Iran said to begin attack on Israel, launching drones
Military and technical aspects of the attack
- Drones taking hours can still be threatening because:
- Flight paths, numbers, and timing are uncertain.
- They can be mixed with faster cruise and ballistic missiles timed to arrive together to saturate defenses.
- Navigation:
- Some argue GPS jamming in Israel would degrade accuracy.
- Others note Iran likely uses non‑GPS methods: inertial navigation, cameras, and short-range visual navigation.
- Drones are described as:
- Small, low-flying, with weak radar/IR signatures, making detection and interception hard.
- First-wave warheads reportedly small (on the order of large grenades), damaging but not “carpet bombing.”
- Use of manned fighters:
- One side: fighters are a poor counter to swarms (limited ammo, expensive missiles, low-altitude risks, hard detection).
- Other side: they were deployed mainly to hedge against larger threats and provide “eyeballs in the sky,” with drone kills being a secondary effect and political signal.
Retaliation chain and legality
- Many frame Iran’s attack as retaliation for Israel’s strike on an Iranian diplomatic facility/adjacent building in Damascus that killed senior Iranian and Hezbollah figures.
- Dispute over legality:
- Some say the strike violated international law and diplomatic immunity.
- Others argue:
- Embassy protections bind the host state, not third states.
- The building hit was an annex/nearby facility used for military coordination.
- Israel can justify it as self-defense against Iran-backed Hezbollah attacks.

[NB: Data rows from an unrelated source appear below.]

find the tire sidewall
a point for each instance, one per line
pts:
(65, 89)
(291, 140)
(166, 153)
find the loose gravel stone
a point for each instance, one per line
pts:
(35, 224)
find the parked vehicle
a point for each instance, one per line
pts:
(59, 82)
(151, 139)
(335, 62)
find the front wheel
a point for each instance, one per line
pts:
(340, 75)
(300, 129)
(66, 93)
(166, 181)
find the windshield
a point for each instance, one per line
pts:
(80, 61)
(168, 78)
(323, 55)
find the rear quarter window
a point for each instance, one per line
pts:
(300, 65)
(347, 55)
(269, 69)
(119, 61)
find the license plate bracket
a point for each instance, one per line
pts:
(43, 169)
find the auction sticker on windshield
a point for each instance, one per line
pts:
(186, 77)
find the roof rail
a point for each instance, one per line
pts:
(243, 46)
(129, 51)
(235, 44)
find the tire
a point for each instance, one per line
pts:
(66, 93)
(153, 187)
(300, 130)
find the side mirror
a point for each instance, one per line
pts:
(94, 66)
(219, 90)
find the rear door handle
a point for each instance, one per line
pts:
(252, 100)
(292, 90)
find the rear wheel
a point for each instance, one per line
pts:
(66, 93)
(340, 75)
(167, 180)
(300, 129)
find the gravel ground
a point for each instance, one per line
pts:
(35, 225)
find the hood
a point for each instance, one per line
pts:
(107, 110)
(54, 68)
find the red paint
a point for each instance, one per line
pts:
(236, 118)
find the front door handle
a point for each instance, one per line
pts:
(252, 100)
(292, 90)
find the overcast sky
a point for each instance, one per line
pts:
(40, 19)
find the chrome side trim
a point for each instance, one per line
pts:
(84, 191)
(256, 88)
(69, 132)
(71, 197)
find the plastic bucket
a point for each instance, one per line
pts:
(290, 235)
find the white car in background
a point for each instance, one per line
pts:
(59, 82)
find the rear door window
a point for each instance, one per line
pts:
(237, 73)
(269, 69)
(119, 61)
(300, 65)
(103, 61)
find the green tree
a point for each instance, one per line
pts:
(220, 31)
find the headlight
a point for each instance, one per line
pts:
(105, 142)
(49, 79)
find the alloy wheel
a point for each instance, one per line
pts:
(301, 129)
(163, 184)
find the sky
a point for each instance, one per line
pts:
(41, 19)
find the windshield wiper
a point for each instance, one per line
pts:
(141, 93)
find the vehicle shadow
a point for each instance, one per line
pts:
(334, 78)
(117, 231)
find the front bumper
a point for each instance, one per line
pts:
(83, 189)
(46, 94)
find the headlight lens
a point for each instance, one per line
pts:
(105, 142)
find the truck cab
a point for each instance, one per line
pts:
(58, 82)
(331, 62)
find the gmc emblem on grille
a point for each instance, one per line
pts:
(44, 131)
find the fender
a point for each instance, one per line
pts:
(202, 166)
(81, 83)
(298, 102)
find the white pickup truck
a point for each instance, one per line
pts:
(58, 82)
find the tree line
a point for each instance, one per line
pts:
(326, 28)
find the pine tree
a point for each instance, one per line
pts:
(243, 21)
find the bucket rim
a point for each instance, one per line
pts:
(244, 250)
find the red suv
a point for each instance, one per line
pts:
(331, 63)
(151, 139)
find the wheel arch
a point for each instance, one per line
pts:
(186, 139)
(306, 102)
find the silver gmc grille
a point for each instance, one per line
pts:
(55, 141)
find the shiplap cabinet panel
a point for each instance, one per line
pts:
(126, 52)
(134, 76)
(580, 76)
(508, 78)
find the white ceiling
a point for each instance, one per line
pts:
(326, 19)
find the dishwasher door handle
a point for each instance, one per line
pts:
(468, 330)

- There is broader disagreement on whether “international law” between sovereigns is meaningful or enforceable.
Intent, severity, and symbolism
- One camp sees Iran’s barrage as calibrated, largely symbolic:
- Designed to satisfy domestic demands for retaliation while expecting most munitions to be intercepted.
- Another camp stresses:
- Launching hundreds of drones and over 100 ballistic missiles is inherently serious.
- It would have caused mass casualties without robust defenses and still drained defensive stockpiles.
- There is disagreement over whether this is “not that bad” given interception, or equivalent to attempted mass killing.
Regional and strategic dynamics
- Neighboring countries (Jordan, Lebanon, Iraq) temporarily closed airspace; reports say Jordan and others intercepted some drones.
- Iran warned neighbors not to let Israel use their airspace for interceptions, threatening retaliation.
- Game-theory views:
- Someone must “blink”; many expect Israel to claim defensive success and avoid large retaliation to prevent regional war.
- Others predict this will be used to justify harder action or even preemptive strikes on Iran’s capabilities.
- Some commenters compare seriousness to Ukraine and note rising online partisanship and ideological polarization.